Kilise zaten çok nazik bir durumdadır. İkinci Balkan Savaşı’ndan sonra Ekzarh İstanbul’u terk eder ve Bulgaristan’a döner. Bozguna uğramış, ağır bir krizin içine düşmüş bir devlete bütün gücüyle yardım etmesi gereken bir müesseseye ağır bir ithamda bulunmaya gerek yoktur. Cereyan eden hadiseler neticesinde kilise Bulgaristan’a yeni ilhak edilmiş komşu ülkelerdeki cemaatini kaybetmekle kalmıyor, merkez olma ve potansiyel birleştirici rolünü de Bulgar bilincini canlı tutma ve besleme hakkını da kaybeder. Kendi davasını yani hristiyanlaştırmayı hakkıyla savunamamış kilise, öfke ile Radoslavov hükümetine “Bulgar karşıtı politika”[44] güttüğü tepkisini verir ve acıyla “kazanılanın kaybedildiği”[45] tespitini yapar. Bu gerçekler Bulgar kilisesine karşı tenkidin neden yapılmadığını açıklamaya yetiyor mu? Kilisenin bu hareketi hükümet, muhalefet ve Bulgar toplumunun önemli bir kısmının görüşleriyle uygunluk arz etmiyor mu acaba? Dr. Georgi Çiçovski gibi Pomak savunucuları, Nikolay Vrançev gibi, Nikolay Popfilipov, yazar A. Straşimirov[46] gibi Pomak meselesine aşina olanlar ve yapılan zulümleri yüksek makamlara iletenler neden bir ilgi ve alaka uyandırmıyor veya bir tartışmayı tetikleyemiyor?
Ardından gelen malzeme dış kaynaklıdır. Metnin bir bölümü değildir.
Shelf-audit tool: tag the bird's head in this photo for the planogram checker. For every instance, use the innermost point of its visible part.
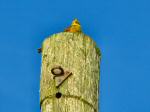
(75, 22)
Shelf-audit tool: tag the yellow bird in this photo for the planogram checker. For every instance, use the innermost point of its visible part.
(75, 27)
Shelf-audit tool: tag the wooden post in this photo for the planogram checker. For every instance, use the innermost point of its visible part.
(69, 73)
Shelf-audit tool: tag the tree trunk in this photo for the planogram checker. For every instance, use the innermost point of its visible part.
(76, 88)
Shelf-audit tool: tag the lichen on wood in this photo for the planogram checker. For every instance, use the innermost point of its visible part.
(78, 54)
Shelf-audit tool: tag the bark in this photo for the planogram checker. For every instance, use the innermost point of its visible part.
(78, 54)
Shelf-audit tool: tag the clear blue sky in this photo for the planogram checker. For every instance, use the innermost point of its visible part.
(121, 29)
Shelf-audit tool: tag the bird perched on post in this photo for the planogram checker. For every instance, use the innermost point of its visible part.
(75, 27)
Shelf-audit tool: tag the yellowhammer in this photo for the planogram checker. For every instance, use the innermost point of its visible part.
(75, 27)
Herhalde Pomaklara karşı gerçekten bir tahammülsüzlüğün ve anlayışsızlığın var olduğunu söylemek mümkün. Bu durum seçimlerden sonra parlamentoya öncekinden daha fazla Müslüman milletvekilinin girmesiyle daha da kuvvetlenmiştir. Savaş daha yeni bitmiş, acılar hâlâ diri, yabancı bir dine karşı tahammülsüzlük, Müslüman Osmanlı imparatorluğu ile savaş arifesindeki derecesiyle aynı derecede. Hoşgörülü ve özgür Bulgaristan’ın, o kadar da özgür olmadığı, hoşgörüsünün ise her tarafa çekilebilecek bir kavram olduğu anlaşılmıştır. Mantıkî olarak şöyle bir soru ortaya çıkıyor – Bulgaristan bu Balkan savaşlarından galip olarak çıksaydı hristiyanlaştırılan vatandaşlarına dînî özgürlüklerini geri verecek miydi?  Üstelik Balkanlarda homojen uluslar meydana getirmenin ana silahının asimilasyon politikası uygulamanın kabul edildiği bir zamanda. Peki sınırları içine yeni dahil olmuş diğer milletlere karşı tutumu nasıl olacaktı? Komşuları olan Yunanistan ve Sırbistan’ın savaş sonrası dönemde etnik ve dînî azınlıklara karşı uyguladığı siyasetle Bulgar devletininki farklılık gösterecek miydi acaba? Bu sorunun cevabı ne yazık ki olumsuz.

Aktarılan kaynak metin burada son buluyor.